WEDC leader: Finding late-career candidates might help stem departures from agency

WEDC CEO Mark Hogan says he’s hoping to recruit people who, like him, are at the later stage of their careers to work for the agency.

That’s so the agency can help stop its high-level departures, with three officials planning to leave just as Hogan has stepped in as the new CEO at WEDC. Those departures include the vice president of credit and risk, the vice president of human resources and the fifth chief financial officer since the agency began.

Hogan said at a WEDC board meeting Wednesday he wants to fill the roles with people whose “primary goal would be to make a meaningful impact and provide service to our state.”

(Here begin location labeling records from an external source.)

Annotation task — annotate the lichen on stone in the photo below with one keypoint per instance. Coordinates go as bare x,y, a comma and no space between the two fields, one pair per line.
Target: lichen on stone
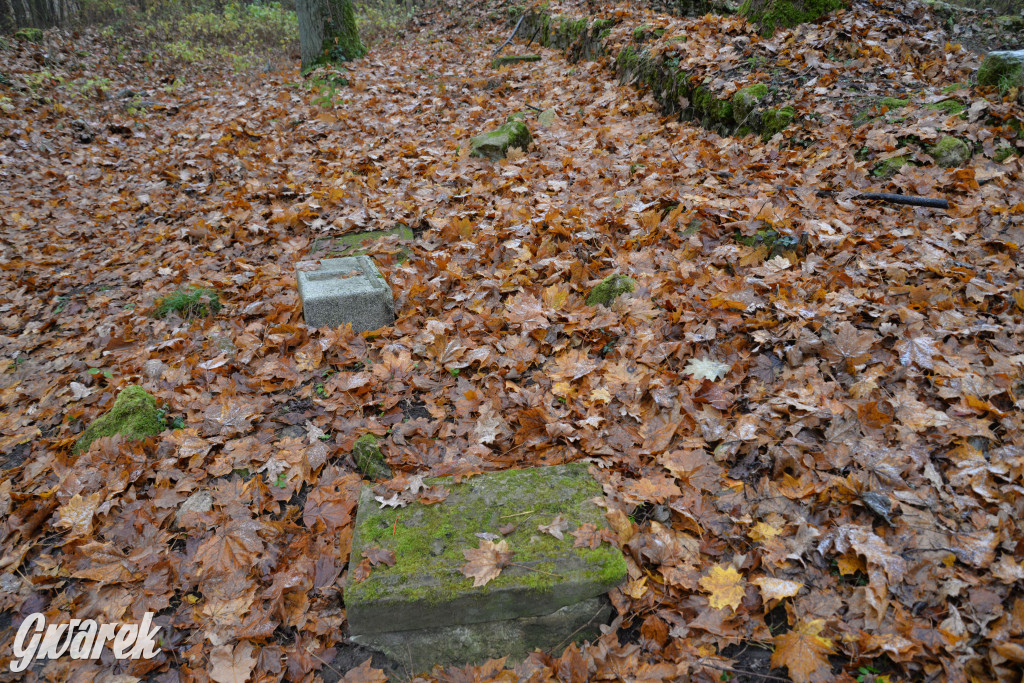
133,415
513,133
369,459
609,289
950,152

“We will cast the net as wide as possible, [but] we’re looking for somebody like me, somebody that’s approaching the end of their career,” Hogan said.

He said, however, those three upcoming departures “are coincidental,” with each person taking on high-paying opportunities “that have greater responsibility.”

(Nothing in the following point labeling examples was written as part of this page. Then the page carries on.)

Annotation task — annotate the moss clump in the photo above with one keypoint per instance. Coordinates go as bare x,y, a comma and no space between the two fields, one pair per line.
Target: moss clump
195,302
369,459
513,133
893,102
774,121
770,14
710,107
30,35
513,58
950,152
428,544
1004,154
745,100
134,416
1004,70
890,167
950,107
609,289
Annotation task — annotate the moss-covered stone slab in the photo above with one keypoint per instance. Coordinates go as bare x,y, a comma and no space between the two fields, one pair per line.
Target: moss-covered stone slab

But Assembly Minority Leader Peter Barca, D-Kenosha and a WEDC board member, expressed concerns over the three departures. He said they add to an already high level of turnover at the agency.

“I really think we have to analyze with this big of a turnover, what’s leading this?” Barca said. “I’m sure we must be doing exit interviews, but it’s got to be more than a coincidence.”

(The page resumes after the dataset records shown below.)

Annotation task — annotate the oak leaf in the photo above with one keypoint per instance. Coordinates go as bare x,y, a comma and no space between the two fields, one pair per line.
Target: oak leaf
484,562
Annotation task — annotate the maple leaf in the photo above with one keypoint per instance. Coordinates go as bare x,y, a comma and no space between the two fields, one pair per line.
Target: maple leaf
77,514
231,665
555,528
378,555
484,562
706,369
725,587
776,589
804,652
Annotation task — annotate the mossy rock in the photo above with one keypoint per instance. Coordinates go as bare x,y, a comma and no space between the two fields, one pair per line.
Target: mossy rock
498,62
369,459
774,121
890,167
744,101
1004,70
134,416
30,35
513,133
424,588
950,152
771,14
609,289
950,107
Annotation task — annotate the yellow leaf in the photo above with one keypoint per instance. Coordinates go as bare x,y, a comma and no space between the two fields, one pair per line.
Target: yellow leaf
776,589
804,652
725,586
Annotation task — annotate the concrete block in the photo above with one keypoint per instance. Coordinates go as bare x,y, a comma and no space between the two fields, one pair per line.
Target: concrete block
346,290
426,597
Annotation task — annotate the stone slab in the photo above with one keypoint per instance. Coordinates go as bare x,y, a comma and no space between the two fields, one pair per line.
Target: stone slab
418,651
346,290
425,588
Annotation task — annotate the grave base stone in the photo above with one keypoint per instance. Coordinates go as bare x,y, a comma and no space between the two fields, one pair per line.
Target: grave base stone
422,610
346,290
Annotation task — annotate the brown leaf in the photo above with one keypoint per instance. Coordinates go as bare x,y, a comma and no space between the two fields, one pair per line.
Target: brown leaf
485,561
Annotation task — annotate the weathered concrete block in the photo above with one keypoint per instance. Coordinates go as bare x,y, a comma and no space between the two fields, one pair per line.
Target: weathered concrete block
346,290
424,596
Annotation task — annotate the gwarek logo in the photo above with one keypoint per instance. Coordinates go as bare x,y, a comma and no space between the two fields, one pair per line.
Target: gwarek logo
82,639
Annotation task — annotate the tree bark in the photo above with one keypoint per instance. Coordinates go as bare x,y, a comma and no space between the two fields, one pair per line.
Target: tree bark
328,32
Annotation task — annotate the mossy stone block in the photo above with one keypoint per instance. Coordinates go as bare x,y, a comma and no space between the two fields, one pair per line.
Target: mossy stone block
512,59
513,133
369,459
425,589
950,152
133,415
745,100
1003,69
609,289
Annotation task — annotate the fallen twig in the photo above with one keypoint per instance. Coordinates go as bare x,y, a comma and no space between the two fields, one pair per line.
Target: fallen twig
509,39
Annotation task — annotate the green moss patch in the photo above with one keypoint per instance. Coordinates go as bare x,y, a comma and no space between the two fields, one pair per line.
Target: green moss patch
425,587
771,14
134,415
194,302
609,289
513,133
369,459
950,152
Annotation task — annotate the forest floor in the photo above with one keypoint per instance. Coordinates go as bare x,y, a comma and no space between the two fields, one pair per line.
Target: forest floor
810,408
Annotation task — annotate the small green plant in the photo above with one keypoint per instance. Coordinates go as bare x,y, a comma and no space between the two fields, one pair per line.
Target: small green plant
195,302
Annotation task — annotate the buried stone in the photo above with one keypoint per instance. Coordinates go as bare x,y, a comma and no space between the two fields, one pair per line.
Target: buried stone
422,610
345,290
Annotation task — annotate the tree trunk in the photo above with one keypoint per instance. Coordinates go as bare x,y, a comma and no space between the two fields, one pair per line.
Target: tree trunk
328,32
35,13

Barca suggested WEDC officials begin evaluating whether potential employees view the job as a “steppingstone” to other opportunities, a point Hogan said he’s in “absolute agreement” with.

Barca also said the agency could’ve done more to prevent Oscar Mayer from leaving Madison.

He used as an example a headline in the Isthmus newspaper from summer that suggested the company could leave Madison following a merger involving its parent company.

WEDC should be more actively looking for warning signs companies might leave Wisconsin and then try to see how those jobs can be retained, Barca said.

“We knew Oscar Mayer was looking to leave. There’s no question about it,” Barca said.

Tricia Braun, the agency’s chief operating officer and deputy secretary, said WEDC already has partnerships with local organizations on job retention and expansion efforts, pointing to a WEDC platform local groups can use to identify warning signs and develop retention strategies.

She also pointed to training seminars the Wisconsin Economic Development Association puts together on company retention and expansion.

“This is just a reminder of the importance of having those programs at the local level,” Braun said.